Not many Lansing Symphony Orchestra concert previews include a juicy, behind-the-scenes (yet musically relevant) anecdote from the filming of Larry David’s “Curb Your Enthusiasm.” Only this one, in fact.
But duty requires that we first pay respect to the resplendent music on Friday’s (April 4) Spanish-themed program — and to the first Lansing-area appearance of virtuoso guest violinist Chee-Yun.
Friday’s lovingly curated feast of Spanish rhythms, colors and moods, with rainbow washes of French impressionism, features Maurice Ravel’s famous “Boléro” and the violin pyrotechnics of Édouard Lalo’s “Symphonie Espagnole,” or “Spanish Symphony.”
“It has an incredible range of colors and dynamics,” Chee-Yun said of the Lalo piece. “It’s very dramatic and stormy.”
The word “symphony” in the title betokens a total experience, not a star vehicle.
“It’s not a violin concerto,” she said. “Every player is invested in it, and I love playing it.”

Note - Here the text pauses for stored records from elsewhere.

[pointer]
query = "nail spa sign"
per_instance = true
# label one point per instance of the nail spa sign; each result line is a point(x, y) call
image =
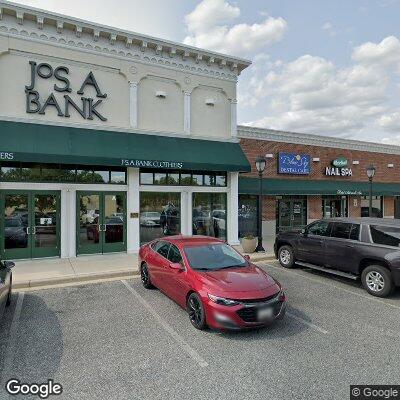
point(63, 103)
point(339, 168)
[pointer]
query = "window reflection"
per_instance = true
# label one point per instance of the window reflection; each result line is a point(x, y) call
point(209, 214)
point(247, 214)
point(160, 215)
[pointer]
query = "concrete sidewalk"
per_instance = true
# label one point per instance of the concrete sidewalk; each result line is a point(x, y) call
point(55, 271)
point(58, 271)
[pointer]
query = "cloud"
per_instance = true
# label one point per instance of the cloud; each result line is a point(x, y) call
point(311, 94)
point(386, 52)
point(211, 25)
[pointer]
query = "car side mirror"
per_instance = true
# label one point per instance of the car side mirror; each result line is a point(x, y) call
point(8, 264)
point(176, 266)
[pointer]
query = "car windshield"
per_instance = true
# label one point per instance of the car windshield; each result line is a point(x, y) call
point(12, 223)
point(213, 257)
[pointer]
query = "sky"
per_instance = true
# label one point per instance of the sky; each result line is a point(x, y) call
point(324, 67)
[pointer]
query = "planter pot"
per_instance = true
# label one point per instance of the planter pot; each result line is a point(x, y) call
point(249, 245)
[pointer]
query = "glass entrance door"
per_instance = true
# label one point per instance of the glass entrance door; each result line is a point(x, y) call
point(334, 206)
point(101, 222)
point(30, 224)
point(292, 214)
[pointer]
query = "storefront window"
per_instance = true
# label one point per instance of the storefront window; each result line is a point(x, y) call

Chee-Yun’s musical life started with a love of stormy and dramatic music. Growing up in South Korea, she would put on the second movement of Tchaikovsky’s violin concerto and improvise melodramatic scenarios with the music churning in the background.
She got kicked off the piano bench (figuratively) by an older sibling who was also a child prodigy. Another sister was playing the violin but hated to practice. Chee-Yun coolly noted the tears in her eyes and made a deal with her to take up the violin in her stead, thereby freeing her sister to become a ballerina, which is what she really wanted.
After immigrating to the United States at age 13, Chee-Yun studied with Dorothy DeLay, a legendary teacher at New York City’s Juilliard School whose students included Itzhak Perlman, Nigel Kennedy, Sarah Chang and many other violin greats.
Following the inexorable momentum of music love, her tastes (and repertoire) expanded from Tchaikovsky to Beethoven, Brahms, Mendelssohn and especially Sibelius, a composer she championed in tandem with longtime San Francisco Symphony maestro Michael Tilson Thomas.
With each step in her musical path, another door opened. As a freshman at Juilliard, she joined a contemporary music ensemble and was fascinated by the bleak and challenging music of Polish modernist Krzysztof Penderecki. “Threnody for the Victims of Hiroshima,” Penderecki’s signature experimental work, was a tough nut to crack. The score uses a unique symbolic notation and calls for each of the 52 string players to play a separate part.
Chee-Yun was so taken with Penderecki’s rumbling, shrieking music that she took a train to New Haven, Connecticut, where the Polish master was in residence at Yale University, to introduce herself and play for him.
Penderecki was so impressed that he handpicked her to kick off the 1998 Krzysztof Penderecki Festival in Kraków, Poland, where she played his Second Violin Concerto with the Warsaw Philharmonic.
“After that, he brought me everywhere in Europe and America to play his Second Violin Concerto,” she said. “It was a great experience.” A searing and unforgettable recording is available on the Naxos label.
Chee-Yun now lives in Brooklyn, New York, and maintains a vigorous touring schedule, making sure to mix plenty of chamber concerts with her orchestral gigs.
“From playing chamber music, I learned a lot about playing concertos and working with the musicians of the orchestra,” she said. “Making chamber music makes you so much more fun, and you also earn their respect a whole lot more. You have these moments when you turn around, and they really listen. I love it when that happens.”
She experienced a different kind of spontaneity in a memorable guest appearance in season seven, episode five of “Curb Your Enthusiasm,” “Denise Handicap.”
“I’m such a fan of Larry David,” she said. “And I played myself, which was easy.”
The scene called for her to serenade guests at a private concert and maintain her cool as David and two pursuing women in wheelchairs disrupted the swanky soiree.
The five-minute scene took all day to film. There was no script, so Chee-Yun had to draw upon her childhood improvising-in-the-kitchen-to-Tchaikovsky skills.
“We shot it five ways,” she said. “In one take, I acknowledge Larry David. In others, I ignore him.” In the take used, she gives David a delicious side eye without missing a note.
She also pointed out that for music lovers, the episode has a fun little nugget — and it’s not the scene she’s in.
Talking with David off camera, she was delighted to learn that he’s a fan of classical music and picks out the pieces used in the show. His favorite piece, he told her, is the second movement of Schubert’s Piano Trio No. 1 in B-flat major.
“Watch the show with that in mind,” she said. “In the scene at the café where he’s got earphones on, the tune he’s whistling is the first theme of the second movement of Schubert’s B-flat trio. I was floored when I watched that episode.”